Outre d’être un sommet d’esthétique et de raffinement dans la magnifique production de Nicholas Georgiadis et la chorégraphie très originale de Kenneth MacMillan si mal accueillie à sa création à Londres comme à New York – le chorégraphe fut accusé de misogynie par les féministes – et aujourd’hui devenue un classique, L’Histoire de Manon est aussi une réussite totale sur le plan musical. Leighton Lucas a réalisé une orchestration idéale à partir de musiques de Jules Massenet provenant de l’ensemble de son œuvre... sauf de l’opéra Manon! Le thème directeur du couple Manon-Des Grieux est la très célèbre Elégie et tout est parfaitement en situation dramatique avec l’action. Martin Yates, responsable des nouveaux arrangements et de l’orchestration en 2011, a dirigé de main de maître cette magnifique partition à la tête de l’Orchestre de l’Opéra.
C’est avant tout l’intelligence du travail de MacMillan et son immense compréhension et amour des danseurs qui rend cette chorégraphie unique. Toute l’ébouriffante virtuosité dont il a truffé les pas de deux, les solos, les ensembles, est toujours au service de la passion qui ravage le couple Manon-Des Grieux et tous ceux qu’ils entraînent dans un tourbillon infernal. Pour Manon, il a inventé un rôle de femme sensuelle qui ne renie pas son goût pour le luxe et les bijoux et n’hésite pas une seconde à tout leur sacrifier en gardant la tête froide y compris dans la terrible dégringolade du dernier acte. On a vu danser sur cette scène les Manon de Sylvie Guillem, Isabelle Guérin, Fanny Gaïda, chacune apportant au rôle une étincelle de leur personnalité. Aurélie Dupont, qui avait abordé le rôle avant même d’être nommée danseuse étoile en 1996, y a gagné en intensité: tendre et séductrice d’emblée puis très aguichante au deuxième acte, pathétique dans sa scène avec le geôlier et encore plus dans celle de sa mort, elle passe en trois heures par tout le spectre des émotions féminines sans ne jamais rien sacrifier à la virtuosité, qui est transcendée au point qu’elle ne se voit pas.

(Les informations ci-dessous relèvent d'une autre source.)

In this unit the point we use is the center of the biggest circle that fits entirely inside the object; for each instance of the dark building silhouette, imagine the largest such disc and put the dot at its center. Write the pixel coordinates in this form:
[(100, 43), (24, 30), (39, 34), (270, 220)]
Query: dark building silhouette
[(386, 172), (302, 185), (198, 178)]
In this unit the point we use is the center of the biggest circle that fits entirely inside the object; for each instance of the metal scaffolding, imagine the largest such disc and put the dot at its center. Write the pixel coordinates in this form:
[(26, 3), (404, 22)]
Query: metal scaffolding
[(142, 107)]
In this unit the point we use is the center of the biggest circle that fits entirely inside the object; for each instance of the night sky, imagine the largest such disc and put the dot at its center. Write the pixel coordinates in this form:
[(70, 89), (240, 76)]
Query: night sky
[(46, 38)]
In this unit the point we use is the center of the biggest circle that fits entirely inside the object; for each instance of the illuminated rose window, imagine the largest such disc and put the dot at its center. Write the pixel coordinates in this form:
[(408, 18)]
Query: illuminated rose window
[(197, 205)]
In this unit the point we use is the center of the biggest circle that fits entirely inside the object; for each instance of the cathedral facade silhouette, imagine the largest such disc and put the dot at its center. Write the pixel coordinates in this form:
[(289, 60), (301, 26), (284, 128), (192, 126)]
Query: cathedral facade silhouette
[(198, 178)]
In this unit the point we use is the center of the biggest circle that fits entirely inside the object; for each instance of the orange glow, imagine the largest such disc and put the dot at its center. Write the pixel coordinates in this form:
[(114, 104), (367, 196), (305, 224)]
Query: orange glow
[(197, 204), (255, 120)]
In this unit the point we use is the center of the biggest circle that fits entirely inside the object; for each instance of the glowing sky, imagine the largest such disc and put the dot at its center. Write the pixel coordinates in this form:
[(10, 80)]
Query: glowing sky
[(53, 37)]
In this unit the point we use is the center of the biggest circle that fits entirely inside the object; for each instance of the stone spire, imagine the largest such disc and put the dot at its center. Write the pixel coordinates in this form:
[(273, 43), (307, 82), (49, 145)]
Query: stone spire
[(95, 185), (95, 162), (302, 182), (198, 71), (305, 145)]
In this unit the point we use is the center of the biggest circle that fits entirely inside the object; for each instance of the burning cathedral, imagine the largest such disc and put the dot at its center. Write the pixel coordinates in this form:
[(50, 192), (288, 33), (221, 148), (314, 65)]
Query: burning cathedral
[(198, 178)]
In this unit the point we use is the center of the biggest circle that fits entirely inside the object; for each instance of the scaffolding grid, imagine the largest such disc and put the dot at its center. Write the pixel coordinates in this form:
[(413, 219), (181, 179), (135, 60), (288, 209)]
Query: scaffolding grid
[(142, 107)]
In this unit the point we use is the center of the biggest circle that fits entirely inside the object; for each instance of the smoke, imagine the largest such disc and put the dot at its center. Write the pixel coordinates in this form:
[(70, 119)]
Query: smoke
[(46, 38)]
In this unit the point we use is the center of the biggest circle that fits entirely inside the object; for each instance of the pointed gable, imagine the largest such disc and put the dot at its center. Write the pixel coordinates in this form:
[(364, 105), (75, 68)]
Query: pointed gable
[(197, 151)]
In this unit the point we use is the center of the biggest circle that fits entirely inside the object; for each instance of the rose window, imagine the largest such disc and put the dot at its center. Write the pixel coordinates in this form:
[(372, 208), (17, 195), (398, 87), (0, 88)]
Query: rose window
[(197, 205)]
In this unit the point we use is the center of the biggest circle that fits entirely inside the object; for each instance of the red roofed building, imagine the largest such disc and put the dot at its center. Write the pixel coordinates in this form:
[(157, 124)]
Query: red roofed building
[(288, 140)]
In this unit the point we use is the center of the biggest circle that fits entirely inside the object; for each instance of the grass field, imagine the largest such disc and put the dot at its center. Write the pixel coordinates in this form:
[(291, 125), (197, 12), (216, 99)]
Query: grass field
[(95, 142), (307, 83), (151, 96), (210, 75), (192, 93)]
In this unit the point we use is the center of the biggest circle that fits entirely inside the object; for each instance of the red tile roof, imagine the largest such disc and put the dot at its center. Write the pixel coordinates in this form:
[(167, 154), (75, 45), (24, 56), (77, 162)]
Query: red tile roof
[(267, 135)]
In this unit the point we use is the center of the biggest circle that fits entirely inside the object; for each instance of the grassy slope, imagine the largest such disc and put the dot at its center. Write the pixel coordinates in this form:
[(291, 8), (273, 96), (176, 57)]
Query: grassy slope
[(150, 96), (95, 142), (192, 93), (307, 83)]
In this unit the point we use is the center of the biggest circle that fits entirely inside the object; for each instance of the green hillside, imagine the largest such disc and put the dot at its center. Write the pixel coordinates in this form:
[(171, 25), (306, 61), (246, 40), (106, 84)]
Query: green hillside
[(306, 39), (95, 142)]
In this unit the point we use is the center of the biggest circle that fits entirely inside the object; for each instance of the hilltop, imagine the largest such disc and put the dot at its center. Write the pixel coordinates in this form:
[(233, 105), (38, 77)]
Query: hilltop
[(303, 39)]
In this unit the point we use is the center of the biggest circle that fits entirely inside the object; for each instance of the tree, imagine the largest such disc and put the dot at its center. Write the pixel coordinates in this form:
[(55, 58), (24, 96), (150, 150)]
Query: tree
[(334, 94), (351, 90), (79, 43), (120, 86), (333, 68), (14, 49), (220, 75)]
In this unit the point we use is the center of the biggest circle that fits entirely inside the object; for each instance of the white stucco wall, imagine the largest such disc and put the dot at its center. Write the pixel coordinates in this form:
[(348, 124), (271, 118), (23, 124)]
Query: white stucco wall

De même, l’engagement total de l’étoile milanaise Roberto Bolle, invité à être pour ces représentations exceptionnelles son partenaire le Chevalier des Grieux, un rôle dans lequel MacMillan a cumulé les difficultés avec des pas de deux périlleux, acrobatiques parfois, avec ses glissades au sol et ses portés peu classiques sans parler des longs moments de contemplation immobile où seule peut jouer l’expression d’un visage, d’une main, et qui sont pour un soliste autant de cadeaux empoisonnés. Dans le rôle de Lescaut, frère de Manon, Stéphane Bullion brille de spontanéité et d’humour même s’il paraît un peu trop jeune pour aller jusqu’au bout de la vilenie du personnage comme le faisait si bien son aîné Kader Belarbi. Alice Renavand dans celui de sa maîtresse éclate par une présence et une technique superlatives et des ports de bras aristocratiques. Benjamin Pech aborde avec Monsieur de G.M. un rôle de maturité dont il se sort avec beaucoup de panache. Dans les silhouettes, Viviane Lacouture en Madame, Karl Paquette en Geôlier, Allister Madin dans le Chef des mendiants, tous concouraient pour faire de cette Manon une soirée de danse et de musique inoubliable.
Aurélie Dupont, atteinte par la limite d’âge, fera définitivement ses adieux au Ballet de l’Opéra national de Paris le 18 mai lors d’une soirée exceptionnelle filmée par Cédric Klapisch, qui sera retransmise en direct dans les cinémas du monde entier et diffusée sur France 3 le 30 mai. La danseuse étoile, visiblement très émue et épaulée par son partenaire, a été très chaleureusement et longuement applaudie par des spectateurs debout et très enthousiastes. A la demande du directeur de la danse, Benjamin Millepied, elle restera dans la maison comme maître de ballet. D’ici là, elle créera Sleep, chorégraphie de Saburo Teshigawara, cet été à Tokyo.